I think you overstate. It is at least an open question whether Marbury was a result the writers of the constitution intended. Given that there experience was derived from England, where the Courts were certainly subservient to the Parliament, that is by no means a given. Jefferson certainly was appalled by Marbury (and yes, I know, Jefferson was not actually a writer of the Constitution).
This response took some wind out of my sails, mainly because I realized suddenly that it’s correct.
What I’m arguing for is a judicial culture of textualism. You’re right – it would not create any real, enforceable limit on power. But it would create a strong culture of deference to the written word that does not now exist. That culture would be of great force in inhibiting an individual rouge from having any effect, since he would know that his attempts to reason outside the text of the law would be swiftly reversed by his fellows.
I admit - it’s not the Berlin Wall. My enthusiasm for the perfect world temporarily overrode my sense. It’s a limit only by virtue of the fact that when everyone is marching to the same drummer, it’s more difficult for one parade participant to march out of step.

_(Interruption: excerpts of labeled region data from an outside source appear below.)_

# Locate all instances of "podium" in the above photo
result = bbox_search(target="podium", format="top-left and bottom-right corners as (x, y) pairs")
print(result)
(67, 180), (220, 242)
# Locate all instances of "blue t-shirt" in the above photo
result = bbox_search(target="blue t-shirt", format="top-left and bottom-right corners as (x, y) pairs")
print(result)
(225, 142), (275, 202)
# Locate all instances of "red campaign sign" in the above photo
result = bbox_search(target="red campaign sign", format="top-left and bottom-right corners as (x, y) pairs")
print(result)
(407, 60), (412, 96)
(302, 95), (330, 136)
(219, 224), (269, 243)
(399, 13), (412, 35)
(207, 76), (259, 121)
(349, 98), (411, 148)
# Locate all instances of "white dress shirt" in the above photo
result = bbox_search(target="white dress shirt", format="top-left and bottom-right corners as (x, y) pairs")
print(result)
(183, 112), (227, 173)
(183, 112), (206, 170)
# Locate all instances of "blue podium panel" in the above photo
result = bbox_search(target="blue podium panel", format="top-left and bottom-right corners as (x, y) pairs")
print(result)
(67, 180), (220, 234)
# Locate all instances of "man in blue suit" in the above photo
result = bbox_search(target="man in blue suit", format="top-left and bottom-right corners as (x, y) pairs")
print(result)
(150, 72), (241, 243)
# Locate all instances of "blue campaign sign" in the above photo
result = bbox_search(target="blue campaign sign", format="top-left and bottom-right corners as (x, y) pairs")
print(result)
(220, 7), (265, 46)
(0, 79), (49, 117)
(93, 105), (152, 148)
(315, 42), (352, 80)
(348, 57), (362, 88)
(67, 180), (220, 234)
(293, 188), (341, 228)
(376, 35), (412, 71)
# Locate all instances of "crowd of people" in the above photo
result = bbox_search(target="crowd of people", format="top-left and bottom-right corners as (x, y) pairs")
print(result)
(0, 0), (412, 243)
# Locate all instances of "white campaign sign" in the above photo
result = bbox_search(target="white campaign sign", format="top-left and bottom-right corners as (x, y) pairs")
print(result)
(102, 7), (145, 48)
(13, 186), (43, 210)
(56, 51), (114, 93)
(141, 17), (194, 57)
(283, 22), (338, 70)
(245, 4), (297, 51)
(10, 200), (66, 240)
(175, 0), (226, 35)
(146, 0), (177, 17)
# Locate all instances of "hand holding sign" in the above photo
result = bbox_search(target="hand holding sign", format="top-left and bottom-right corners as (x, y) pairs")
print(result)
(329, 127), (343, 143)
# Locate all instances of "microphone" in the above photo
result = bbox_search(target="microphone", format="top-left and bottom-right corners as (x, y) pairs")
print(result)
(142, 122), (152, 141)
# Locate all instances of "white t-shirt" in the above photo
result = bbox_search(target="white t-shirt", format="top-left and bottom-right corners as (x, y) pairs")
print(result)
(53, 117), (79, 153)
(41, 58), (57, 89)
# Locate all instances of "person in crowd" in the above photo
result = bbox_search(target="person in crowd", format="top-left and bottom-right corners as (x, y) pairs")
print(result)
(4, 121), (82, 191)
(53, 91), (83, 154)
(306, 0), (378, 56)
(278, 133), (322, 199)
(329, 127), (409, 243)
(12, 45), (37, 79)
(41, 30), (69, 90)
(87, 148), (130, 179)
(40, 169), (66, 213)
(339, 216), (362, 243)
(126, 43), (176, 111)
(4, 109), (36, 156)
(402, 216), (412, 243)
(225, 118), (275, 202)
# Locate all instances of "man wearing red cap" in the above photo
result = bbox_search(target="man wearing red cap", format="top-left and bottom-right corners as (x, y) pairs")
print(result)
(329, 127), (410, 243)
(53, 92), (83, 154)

But why, then, is textualism better than stare decisis? Because when we approach an issue of first impression, we face the same questions we would otherwise. So far as I know, no one has ever tried to sue as a next friend on behalf of an unborn child, asking the federal government to recognize his due process right to life. That would be an issue of first impression; stare decisis won’t help us.
So how should judges rule? I’d like to see a bench of pro-lifers, and I want to see Roe overturned, but I’d recoil in horror at a finding that a fetus has due process rights.
Is there anything inherent in the principle of substantive due process that would make such a decision impossible?